FABIEN RIBERY
2024

Extrait de la monographie MARGES



Les Barricades Mystérieuses
The Mysterious Barricades


Ce pourrait être une peinture inédite de Hans Hartung, Antoni Tàpies, ou Gerhard Richter, mais il s’agit de paysages photographiés depuis de petits avions, à la même heure, à la même altitude, et avec la même échelle, depuis 2012 par Jérémie Lenoir.
They could easily be new paintings by Hans Hartung, Antoni Tàpies, or Gerhard Richter, but, in fact, they are photographs by Jérémie Lenoir: landscapes shot from a small airplane in flight, at the same hour of the day, from the same altitude, and with the same scale, since 2012.

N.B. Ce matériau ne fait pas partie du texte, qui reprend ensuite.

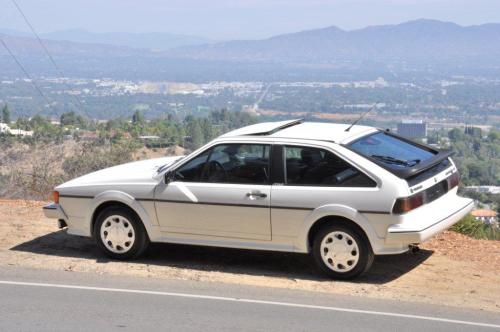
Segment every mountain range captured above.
[168,19,500,63]
[0,19,500,80]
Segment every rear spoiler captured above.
[380,150,455,179]
[343,130,455,179]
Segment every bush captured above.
[451,214,500,240]
[62,142,137,180]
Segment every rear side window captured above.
[284,146,376,187]
[175,144,270,184]
[349,132,436,169]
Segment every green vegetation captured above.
[429,128,500,186]
[0,104,10,124]
[451,214,500,240]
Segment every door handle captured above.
[247,191,267,198]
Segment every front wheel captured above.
[312,224,374,279]
[93,207,149,260]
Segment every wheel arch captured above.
[296,205,383,252]
[87,191,159,240]
[307,215,372,250]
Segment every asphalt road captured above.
[0,268,500,331]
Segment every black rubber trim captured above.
[136,198,270,209]
[390,201,474,234]
[59,195,94,199]
[358,210,392,214]
[136,198,314,210]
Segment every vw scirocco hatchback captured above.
[44,120,473,279]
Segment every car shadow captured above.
[10,230,433,284]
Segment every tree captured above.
[1,104,10,124]
[132,111,144,124]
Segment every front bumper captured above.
[385,196,474,245]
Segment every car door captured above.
[155,143,271,240]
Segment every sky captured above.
[0,0,500,40]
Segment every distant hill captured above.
[0,32,142,58]
[0,29,214,51]
[168,19,500,63]
[0,20,500,82]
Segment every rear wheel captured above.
[93,207,149,260]
[312,224,374,279]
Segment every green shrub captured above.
[451,214,500,240]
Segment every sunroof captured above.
[248,119,304,136]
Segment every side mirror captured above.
[165,171,175,184]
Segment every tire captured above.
[93,206,149,260]
[312,224,374,280]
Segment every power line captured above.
[11,0,92,119]
[0,38,50,116]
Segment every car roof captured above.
[221,120,377,143]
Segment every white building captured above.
[0,123,33,136]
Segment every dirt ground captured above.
[0,200,500,312]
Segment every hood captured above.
[56,156,182,189]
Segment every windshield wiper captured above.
[371,154,420,167]
[156,156,185,173]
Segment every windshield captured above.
[349,132,436,168]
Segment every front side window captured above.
[176,144,270,184]
[349,132,436,169]
[284,146,376,187]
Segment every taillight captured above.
[392,192,425,214]
[446,172,460,190]
[52,190,59,204]
[392,172,460,214]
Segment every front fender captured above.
[86,190,159,239]
[295,204,379,252]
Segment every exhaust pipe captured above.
[408,244,420,254]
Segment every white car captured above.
[44,120,473,279]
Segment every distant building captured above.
[0,123,33,136]
[0,123,10,134]
[464,186,500,194]
[470,209,498,226]
[398,120,427,138]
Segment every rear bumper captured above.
[43,203,68,222]
[385,195,474,245]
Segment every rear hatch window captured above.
[347,131,451,185]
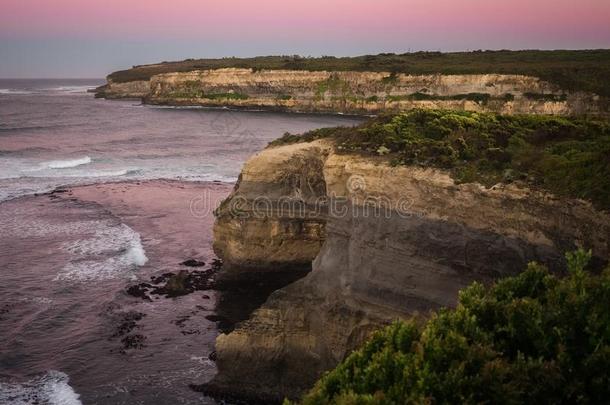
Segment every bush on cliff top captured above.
[302,250,610,404]
[108,49,610,97]
[271,109,610,209]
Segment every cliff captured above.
[98,68,606,115]
[207,115,610,399]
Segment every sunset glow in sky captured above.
[0,0,610,77]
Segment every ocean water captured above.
[0,80,360,404]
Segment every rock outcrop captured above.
[208,140,610,399]
[98,68,607,115]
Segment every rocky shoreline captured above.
[205,140,610,401]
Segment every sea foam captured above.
[55,221,148,281]
[47,156,91,169]
[0,370,82,405]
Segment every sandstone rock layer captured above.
[209,140,610,399]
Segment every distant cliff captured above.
[207,113,610,399]
[97,50,610,115]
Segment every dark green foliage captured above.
[201,93,248,100]
[109,50,610,97]
[274,109,610,210]
[303,250,610,404]
[387,92,490,104]
[523,93,568,101]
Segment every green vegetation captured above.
[523,93,568,101]
[302,250,610,404]
[271,109,610,210]
[387,92,492,104]
[166,86,249,100]
[109,50,610,97]
[316,75,350,98]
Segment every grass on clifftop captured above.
[108,50,610,97]
[271,109,610,210]
[302,250,610,405]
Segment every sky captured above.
[0,0,610,78]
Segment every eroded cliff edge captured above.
[208,139,610,399]
[97,68,608,115]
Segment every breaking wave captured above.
[0,370,82,405]
[47,156,91,169]
[55,221,148,281]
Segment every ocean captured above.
[0,80,361,404]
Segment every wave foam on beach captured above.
[47,156,91,169]
[0,370,82,405]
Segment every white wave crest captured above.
[47,156,91,169]
[0,370,82,405]
[0,89,34,96]
[55,221,148,281]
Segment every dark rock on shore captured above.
[180,259,205,267]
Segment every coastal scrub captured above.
[302,250,610,404]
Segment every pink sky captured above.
[0,0,610,40]
[0,0,610,77]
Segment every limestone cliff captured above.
[208,140,610,399]
[98,68,607,114]
[96,79,150,99]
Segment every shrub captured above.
[325,109,610,209]
[302,250,610,404]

Des vues sidérantes de notre Terre-Mère, la Pachamama, réduite à des formes géométriques, abstraites, ordonnées selon une logique échappant d’abord à la pensée raisonnée, à Gennevilliers, Le Havre, Guitrancourt, Larchant, Achères, Grand-Couronne, Saint-Denis...
These are stunning images of our Mother Earth, the Pachamama, reduced to geometric, abstract forms and organized by a thought process that initially eludes rationality; they were taken at Gennevilliers, Le Havre, Guitrancourt, Larchant, Achères, Grand-Couronne, Saint-Denis…

Ce sont des sables, des marges, des lisières entre villes et campagnes.
These are the sands, edges, and borderlands between towns and the countryside.

Ce sont les preuves d’un désert croissant, pour reprendre une célèbre formule nietzschéenne plusieurs fois commentée par Martin Heidegger, mais aussi celles d’une profusion inouïe de forces témoignant du génie de la vie inventant sa loi de présence jusque dans la mort.
They are evidence that, in Nietzsche’s famous saying, which Heidegger discussed several times, “The desert grows.” Yet they are also a sign of the unprecedented profusion of forces that bear witness to the genius of life, which invents its law of presence even in death.

Cet ensemble, réalisé le long de l’Axe Seine, est une réflexion en images sur la puissance de reconfiguration de la nature par la démesure d’une logistique dévorant les espaces.
This collection, photographed all along the Seine Axis, is a reflection in images on the power and excess with which nature is being reconfigured by a logistics that devours space.

Jérémie Lenoir travaille au cœur de l’esthétique de la disparition, découvrant des ordres transcendants là où l’œil s’égare d’abord.
Jérémie Lenoir works at the core of the aesthetics of disappearance, discovering transcendent order in places where the eye begins by getting lost.


Vue du ciel, la terre malmenée joue au calligraphe, créant des lignes harmoniques, presque spirituelles, dans la violence des chantiers.
Seen from above, the mistreated land plays at calligraphy, taking the violence of building sites and creating from it lines that are harmonic and almost spiritual.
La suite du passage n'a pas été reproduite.